VINDICATOR STAFF WRITER

IN A CELEBRATION OF
cultural variety, some 360
people gathered Sunday evening at Youngstown State University for a dinner and entertainment program to mark the Chinese New Year.

“It’s part of our thrust around diversity. The global economy requires that we provide our students with exposure to a wide range of cultures and languages and races and religions,” said Dr. David Sweet, YSU president.

“We’ve been fortunate to recruit on our faculty a number of excellent faculty with Chinese backgrounds. They have been very interested and supportive of celebrations of this type,” Sweet said.

“Diversity is one of the strengths of this community. ... It also enriches us as residents here because it allows us to understand and appreciate the much larger world — the cultures that many of us might not be exposed to had we not had the opportunity to interact with those that are drawn here because of YSU,” said Mayor Jay Williams.

“YSU values diversity. YSU embraces the cultural differences,” said Dr. Ou Hu, president of the Chinese Association of the Greater Youngstown Area, which sponsored the event. Hu, who was born in China, is also an assistant professor of economics at YSU, which co-sponsored the Chinese New Year celebration.

Hu said he hopes those who attended Sunday’s event “will become more appreciative of Chinese cultures, and I hope all of us can become more open-minded to diversity — to differences among us. All of us on the Earth — we’re all equal, but definitely we’re not the same.”

The Year of the Rat, which begins the 12-year cycle of years named for animals in the Chinese lunar calendar, officially begins Thursday. The dinner, a traditional Chinese New Year’s eve feast, featured a generous buffet that included fish, dumplings, shrimp lo mein, beef and Chinese greens. Fish is obligatory for the Chinese New Year event because it signifies abundance, Hu explained

“It’s a year of plenty. It’s a year of abundance. It’s a year of surplus,” Hu said of the Year of the Rat. “It has special meaning to us under the current economic conditions,” he quipped.

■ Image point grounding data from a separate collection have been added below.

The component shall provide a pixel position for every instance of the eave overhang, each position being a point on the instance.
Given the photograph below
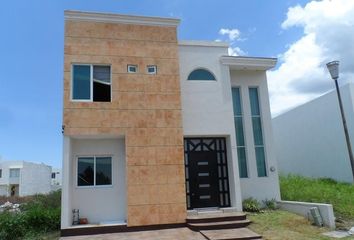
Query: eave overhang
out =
(120, 18)
(248, 63)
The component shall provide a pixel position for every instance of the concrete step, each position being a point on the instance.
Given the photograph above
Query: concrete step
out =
(231, 234)
(199, 226)
(216, 217)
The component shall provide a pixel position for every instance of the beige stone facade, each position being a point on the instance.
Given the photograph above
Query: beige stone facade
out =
(145, 109)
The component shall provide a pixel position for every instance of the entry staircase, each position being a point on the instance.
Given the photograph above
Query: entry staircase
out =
(221, 224)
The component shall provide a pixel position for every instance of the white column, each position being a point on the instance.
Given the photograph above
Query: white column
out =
(65, 193)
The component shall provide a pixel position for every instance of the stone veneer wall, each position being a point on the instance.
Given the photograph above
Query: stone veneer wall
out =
(146, 109)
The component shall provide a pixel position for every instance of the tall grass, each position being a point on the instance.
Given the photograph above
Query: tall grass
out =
(39, 214)
(340, 195)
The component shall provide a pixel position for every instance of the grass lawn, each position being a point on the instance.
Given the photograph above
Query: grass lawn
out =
(46, 236)
(282, 225)
(340, 195)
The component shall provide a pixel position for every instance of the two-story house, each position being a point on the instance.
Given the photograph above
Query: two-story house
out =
(154, 126)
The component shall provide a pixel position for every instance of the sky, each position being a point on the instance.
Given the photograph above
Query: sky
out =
(302, 34)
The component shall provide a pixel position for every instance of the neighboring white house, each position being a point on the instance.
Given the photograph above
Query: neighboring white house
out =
(20, 178)
(154, 126)
(56, 179)
(310, 140)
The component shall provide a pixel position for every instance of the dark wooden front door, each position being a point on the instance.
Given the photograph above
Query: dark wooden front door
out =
(203, 173)
(207, 182)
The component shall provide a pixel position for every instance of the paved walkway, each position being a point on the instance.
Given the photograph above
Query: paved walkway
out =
(166, 234)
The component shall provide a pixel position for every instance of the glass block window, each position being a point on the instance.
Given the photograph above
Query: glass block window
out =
(132, 68)
(257, 132)
(14, 172)
(201, 74)
(94, 171)
(91, 83)
(240, 137)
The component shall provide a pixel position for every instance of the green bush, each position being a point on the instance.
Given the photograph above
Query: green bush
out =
(251, 205)
(42, 219)
(270, 204)
(12, 226)
(39, 215)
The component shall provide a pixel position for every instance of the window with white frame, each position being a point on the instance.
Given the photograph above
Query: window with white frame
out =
(151, 69)
(94, 171)
(132, 68)
(14, 172)
(257, 132)
(91, 83)
(240, 136)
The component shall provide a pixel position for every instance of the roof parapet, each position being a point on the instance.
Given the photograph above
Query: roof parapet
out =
(248, 63)
(120, 18)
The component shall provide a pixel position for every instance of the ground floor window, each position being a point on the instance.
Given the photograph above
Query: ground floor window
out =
(94, 171)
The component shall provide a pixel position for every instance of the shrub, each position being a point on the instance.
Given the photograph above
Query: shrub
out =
(270, 204)
(251, 205)
(12, 226)
(41, 219)
(39, 215)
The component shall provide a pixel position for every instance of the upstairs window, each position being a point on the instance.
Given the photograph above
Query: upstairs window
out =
(91, 83)
(14, 172)
(132, 68)
(257, 132)
(151, 69)
(240, 136)
(201, 74)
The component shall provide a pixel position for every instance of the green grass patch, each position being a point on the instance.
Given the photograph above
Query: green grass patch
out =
(40, 215)
(280, 225)
(340, 195)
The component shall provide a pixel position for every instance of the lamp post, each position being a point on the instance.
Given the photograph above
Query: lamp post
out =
(333, 70)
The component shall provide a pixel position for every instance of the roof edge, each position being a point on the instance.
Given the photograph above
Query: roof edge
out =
(203, 43)
(71, 15)
(243, 63)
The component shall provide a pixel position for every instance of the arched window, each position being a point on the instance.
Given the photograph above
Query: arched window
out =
(201, 74)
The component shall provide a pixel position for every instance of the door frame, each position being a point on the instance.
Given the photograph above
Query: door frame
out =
(209, 144)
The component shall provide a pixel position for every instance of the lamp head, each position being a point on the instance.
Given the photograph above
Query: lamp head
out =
(333, 69)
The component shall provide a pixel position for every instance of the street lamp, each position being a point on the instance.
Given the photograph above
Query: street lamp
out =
(333, 70)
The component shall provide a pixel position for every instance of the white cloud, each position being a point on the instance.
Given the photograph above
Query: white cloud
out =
(328, 35)
(236, 51)
(232, 36)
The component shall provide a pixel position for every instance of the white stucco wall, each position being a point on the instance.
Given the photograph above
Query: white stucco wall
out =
(35, 178)
(260, 188)
(103, 203)
(58, 176)
(310, 139)
(207, 105)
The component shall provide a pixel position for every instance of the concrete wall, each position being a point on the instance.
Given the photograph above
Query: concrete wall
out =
(207, 105)
(257, 187)
(103, 203)
(145, 108)
(310, 139)
(35, 178)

The event, held annually in the Mahoning and Shenango valleys for more than 30 years, returned to YSU this year after having been held in New Castle for the past two years.

The entertainment began with a lion dance designed to induce blessings and drive away evil spirits, with costumed characters parading through the audience to the stage of YSU’s Kilcawley Center Chestnut Room.

Students who enrolled last semester in YSU’s Chinese language class sang in Chinese. YSU began offering Chinese language classes last fall. “I’m looking forward to our students going there, and their students coming here,” Sweet said, noting that he and other YSU officials visited China last year.

Also included in the entertainment were Chinese martial arts, Mongolian folk dance presentations and a traditional Chinese costume show. Also featured were two Chinese string instruments, the multistringed, harplike guzheng, and the two-stringed violalike erhu.

In recognition of cultural diversity, the program offered not only traditional Chinese entertainment, but also the singing of the Negro spiritual “Go Tell It On The Mountain” and dance performances, including the bolero, cha cha, waltz and tango. “We want to embrace American cultures, too,” Hu explained.

In another cultural observance, the university was host in the same room to the annual African Marketplace on Saturday, which also reflected the university’s “commitment to diversity,” Sweet noted.